Second, there already exists a proven metric for “true” lead time called Manufacturing Critical-path Time (MCT), whose definition follows:
“The typical amount of calendar time from when a manufacturing order is created through the critical-path until the first, single end-item of that order is delivered to the customer.”
There is a lot of power in this definition, including:
- It reflects “true” lead times due to its critical-path focus, in which pre-built/pre-positioned inventories (raw, in-process or finished product) are translated to elements of lead time.
- It is based on what end-use customers care about when ordering product—Calendar Time, i.e. the unit of time they will typically have to wait for a product that is not in stock.
- Delivery of a single end-item penalizes batches that are above and beyond current customer demand. The larger the batch size, the larger lead time penalty—batch sizes above current demand do not lower overall operational costs, i.e., a concept that industrial engineers have been trying unsuccessfully for generations to get across to accountants.
- Delivery to the customer means that manufacturing isn’t done until order fulfillment is complete, tying Manufacturing Critical-Path Time (MCT) directly to the customer.
MCT can be applied to both micro- and macro- situations. MCTs are, in fact, additive such that once a value stream and its MCT are defined, MCT can then be broken down into values for each of the individual supporting operational segments.

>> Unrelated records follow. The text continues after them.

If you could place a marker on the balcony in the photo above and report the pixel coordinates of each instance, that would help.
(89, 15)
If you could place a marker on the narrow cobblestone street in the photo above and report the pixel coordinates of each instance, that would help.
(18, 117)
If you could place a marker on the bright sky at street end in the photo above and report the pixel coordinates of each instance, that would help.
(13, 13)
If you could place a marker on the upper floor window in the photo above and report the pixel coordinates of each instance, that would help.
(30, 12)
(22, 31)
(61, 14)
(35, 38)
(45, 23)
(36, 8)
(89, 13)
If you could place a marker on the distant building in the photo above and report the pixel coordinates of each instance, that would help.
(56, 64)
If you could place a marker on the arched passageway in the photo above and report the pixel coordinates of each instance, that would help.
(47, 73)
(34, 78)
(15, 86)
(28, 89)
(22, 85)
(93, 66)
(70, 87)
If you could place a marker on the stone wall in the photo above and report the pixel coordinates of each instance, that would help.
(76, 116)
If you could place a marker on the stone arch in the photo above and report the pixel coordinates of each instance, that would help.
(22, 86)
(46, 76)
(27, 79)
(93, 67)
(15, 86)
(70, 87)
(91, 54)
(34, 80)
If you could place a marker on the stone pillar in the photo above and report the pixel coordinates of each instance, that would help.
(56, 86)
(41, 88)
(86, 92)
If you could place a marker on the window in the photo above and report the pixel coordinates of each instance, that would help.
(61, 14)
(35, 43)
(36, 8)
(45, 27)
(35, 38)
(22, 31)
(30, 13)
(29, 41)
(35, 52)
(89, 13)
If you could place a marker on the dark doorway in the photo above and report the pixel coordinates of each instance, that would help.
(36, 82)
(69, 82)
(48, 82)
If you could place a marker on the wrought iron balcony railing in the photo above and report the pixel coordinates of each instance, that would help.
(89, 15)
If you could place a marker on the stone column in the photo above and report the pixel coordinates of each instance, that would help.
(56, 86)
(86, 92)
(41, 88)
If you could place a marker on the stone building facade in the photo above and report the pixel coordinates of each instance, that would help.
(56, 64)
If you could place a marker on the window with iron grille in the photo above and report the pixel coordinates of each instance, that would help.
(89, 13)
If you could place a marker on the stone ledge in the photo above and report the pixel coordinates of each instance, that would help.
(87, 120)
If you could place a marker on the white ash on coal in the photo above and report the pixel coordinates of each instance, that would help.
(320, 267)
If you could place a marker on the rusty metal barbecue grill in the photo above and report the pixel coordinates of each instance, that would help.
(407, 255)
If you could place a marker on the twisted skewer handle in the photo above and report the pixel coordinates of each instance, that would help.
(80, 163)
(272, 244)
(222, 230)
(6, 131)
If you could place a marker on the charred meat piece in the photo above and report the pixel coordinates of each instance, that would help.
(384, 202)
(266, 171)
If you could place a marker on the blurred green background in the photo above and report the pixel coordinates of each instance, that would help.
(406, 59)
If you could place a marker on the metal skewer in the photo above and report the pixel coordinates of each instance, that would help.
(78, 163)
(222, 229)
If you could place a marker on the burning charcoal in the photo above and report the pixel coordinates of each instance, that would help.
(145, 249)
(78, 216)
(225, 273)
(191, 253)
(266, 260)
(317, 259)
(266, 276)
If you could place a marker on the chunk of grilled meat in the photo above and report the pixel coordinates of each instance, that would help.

One question I get a lot is whether measuring “true” lead-time in days is discrete enough for a lean-ness metric. In a word, I believe the answer is “yes.” My experience with MCT shows that most end-use products and/or value streams—depending on their complexity—have MCTs of months or (at best) weeks. This means that using days to quantify the metric provides sufficient precision. It also means that if you can’t reduce MCTs by days or weeks, you are either very lean or aren’t really working on what needs to be worked on. Finally, using days as the basis for MCT overcomes the urge to engage in analysis paralysis, something lean practitioners are often accused of.

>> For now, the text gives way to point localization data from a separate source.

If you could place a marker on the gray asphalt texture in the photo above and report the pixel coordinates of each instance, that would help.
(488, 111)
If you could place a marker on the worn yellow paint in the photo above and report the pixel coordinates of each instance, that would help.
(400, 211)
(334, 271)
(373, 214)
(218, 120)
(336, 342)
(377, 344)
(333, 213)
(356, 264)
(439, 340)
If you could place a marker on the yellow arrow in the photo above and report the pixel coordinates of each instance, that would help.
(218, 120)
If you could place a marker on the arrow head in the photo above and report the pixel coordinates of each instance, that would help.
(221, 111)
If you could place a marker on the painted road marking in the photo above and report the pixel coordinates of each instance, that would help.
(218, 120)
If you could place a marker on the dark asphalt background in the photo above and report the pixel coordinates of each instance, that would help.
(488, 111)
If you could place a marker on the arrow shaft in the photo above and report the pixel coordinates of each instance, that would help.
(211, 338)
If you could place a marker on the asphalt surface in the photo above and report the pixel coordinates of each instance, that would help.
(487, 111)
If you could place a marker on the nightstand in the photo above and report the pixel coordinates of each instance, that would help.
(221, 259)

I have always found the following Jim Womack story very revealing about the importance of focusing on a product’s critical path:
While being walked through the factory of a large U.S. aircraft manufacturer, Mr. Womack was shown an operation that had just undergone successful kaizen-based set-up reduction. After hearing about its impact on the process’ operational metrics, he asked his guides how the work had improved overall final assembly throughput, i.e. “Had the project shortened airplane lead-times?” After a bit of discussion, they replied that the operation that had been worked on wasn't on the overall product’s critical path, so the project hadn't impacted finished throughput. Womack replied "Then why in the world were you working on that operation!“
A list of order-fulfillment-related impacts that occur when “true” product lead-times are reduced
- Customer fill rates go up.
- Sales go up when forecast volumes are exceeded, generating both normal and windfall profits.
- The need for pre-built/pre-positioned finished goods inventory is lowered.

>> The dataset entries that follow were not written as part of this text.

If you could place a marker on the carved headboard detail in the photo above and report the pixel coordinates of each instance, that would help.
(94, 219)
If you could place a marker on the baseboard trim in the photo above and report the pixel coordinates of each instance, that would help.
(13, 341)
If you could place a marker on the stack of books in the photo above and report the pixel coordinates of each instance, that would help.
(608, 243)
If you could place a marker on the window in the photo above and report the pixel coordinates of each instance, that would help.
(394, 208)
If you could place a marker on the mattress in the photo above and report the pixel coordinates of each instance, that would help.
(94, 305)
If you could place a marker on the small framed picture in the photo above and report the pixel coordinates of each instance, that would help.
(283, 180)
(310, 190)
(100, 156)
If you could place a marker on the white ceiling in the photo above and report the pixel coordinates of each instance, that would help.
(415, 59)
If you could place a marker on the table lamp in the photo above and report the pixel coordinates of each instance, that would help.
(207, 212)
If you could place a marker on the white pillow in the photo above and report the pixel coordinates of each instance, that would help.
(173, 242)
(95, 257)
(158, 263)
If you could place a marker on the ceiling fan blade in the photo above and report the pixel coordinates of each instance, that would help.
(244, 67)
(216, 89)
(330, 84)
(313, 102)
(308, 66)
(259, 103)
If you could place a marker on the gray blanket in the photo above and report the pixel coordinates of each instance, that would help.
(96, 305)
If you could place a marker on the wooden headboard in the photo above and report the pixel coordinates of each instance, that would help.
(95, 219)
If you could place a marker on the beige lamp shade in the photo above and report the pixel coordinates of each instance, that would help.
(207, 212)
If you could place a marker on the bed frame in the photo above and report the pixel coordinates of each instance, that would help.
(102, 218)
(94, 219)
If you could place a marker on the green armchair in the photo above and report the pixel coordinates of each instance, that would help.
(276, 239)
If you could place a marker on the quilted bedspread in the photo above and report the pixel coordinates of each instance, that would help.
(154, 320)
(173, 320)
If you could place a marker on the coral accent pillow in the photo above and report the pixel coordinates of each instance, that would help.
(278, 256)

- Costs associated with forecast error/product discounts are not needed to move overbuilt inventory.
- As deliveries become more consistent, the need for raw inventory safety stocks is decreased.
So how should MCT be included in the RFQ? Simply stated, define and ask for it as part of the quote process. Once you have an individual part’s MCT, you can make decisions based on its impact to your overheads. And when you have MCTs for all of the parts in a product, the positive financial impacts increase by magnitudes.
Paul Ericksen is IndustryWeek’s supply chain advisor. He has 38 years of experience in industry, primarily in supply management at two large original equipment manufacturers.